Statuto dell’Associazione Manodopera

ATTO COSTITUTIVO DI ASSOCIAZIONE – REPUBBLICA ITALIANA
Repertorio numero 72.545 Raccolta numero 23.505

L’anno duemilaotto il giorno quattordici del mese di gennaio (14.01.2008) in Firenze, via Ciro Menotti n. 6, nel mio studio.

Davanti a me Dr. Aldo Zetti notaio in Firenze, iscritto nel Ruolo dei Distretti Notarili Riuniti di Firenze, Pistoia e Prato, sono comparsi i signori:
– BERNI GIULIANO, nato a Mercato Saraceno (FO) il 11 marzo 1953, residente a Bucine (AR), loc. Solata, via Caldiolo n. 12, codice fiscale: BRN GLN 53C11 F139H, cittadino italiano;
– ALESSANDRI LORENA, nata a Cesena (FO) il 17 giugno 1959, residente a Bucine (Ar), loc.
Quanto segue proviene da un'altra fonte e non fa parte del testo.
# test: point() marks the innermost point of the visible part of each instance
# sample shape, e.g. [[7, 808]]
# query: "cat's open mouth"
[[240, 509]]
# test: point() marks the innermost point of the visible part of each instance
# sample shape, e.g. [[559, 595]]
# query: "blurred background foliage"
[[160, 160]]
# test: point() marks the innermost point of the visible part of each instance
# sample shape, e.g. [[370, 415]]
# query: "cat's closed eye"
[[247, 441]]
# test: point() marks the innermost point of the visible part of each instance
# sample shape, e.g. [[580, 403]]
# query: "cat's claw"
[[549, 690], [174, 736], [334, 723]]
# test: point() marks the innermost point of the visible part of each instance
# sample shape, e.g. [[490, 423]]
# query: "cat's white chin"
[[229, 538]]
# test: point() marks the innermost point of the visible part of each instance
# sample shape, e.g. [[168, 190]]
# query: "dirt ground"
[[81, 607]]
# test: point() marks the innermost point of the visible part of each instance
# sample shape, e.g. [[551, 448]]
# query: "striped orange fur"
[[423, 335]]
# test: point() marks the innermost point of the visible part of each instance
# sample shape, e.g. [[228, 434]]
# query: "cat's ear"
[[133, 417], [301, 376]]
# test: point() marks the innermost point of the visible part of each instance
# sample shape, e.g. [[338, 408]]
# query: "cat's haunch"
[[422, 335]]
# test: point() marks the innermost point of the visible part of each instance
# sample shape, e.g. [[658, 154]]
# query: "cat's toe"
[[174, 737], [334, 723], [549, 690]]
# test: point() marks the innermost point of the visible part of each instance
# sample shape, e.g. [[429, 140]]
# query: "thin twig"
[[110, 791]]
Solata, via Caldiolo n. 12, codice fiscale: LSS LRN 59H57 C573A, cittadina italiana;
– VERDIANI CARLO ALBERTO, nato a Empoli il 15 novembre 1945, residente a Vinci (FI) via Pistoiese n. 166, codice fiscale: VRD CLL 45S15 D403G, cittadino italiano;
– MOROSI ANNALISA, nata a Firenze il 21 aprile 1943, residente Vinci (FI) via Pistoiese n. 166, codice fiscale: MRS NLS 43D61 D612B, cittadina italiana;
– DELLI MASSIMILIANO, nato a Firenze il 10 aprile 1954, residente a Scandicci (Fi), via Pace Mondiale n. 20, codice fiscale: DLL MSM 54D10 D612E, cittadino italiano;
– SCACCIATI ANITA, nata a Santiago del Cile – Cile – il 5 ottobre 1957, residente a Scandicci (Fi) via Pace Mondiale n. 20, codice fiscale: SCC NTA 57R45 Z603I, cittadina italiana.
Detti comparenti, delle cui identità personali io notaio sono certo, mi chiedono di ricevere il presente atto in forza del quale stipulano e convengono quanto segue:

1) Essi mi dichiarano di voler costituire, come col presente atto costituiscono un’associazione denominata “MANODOPERA”.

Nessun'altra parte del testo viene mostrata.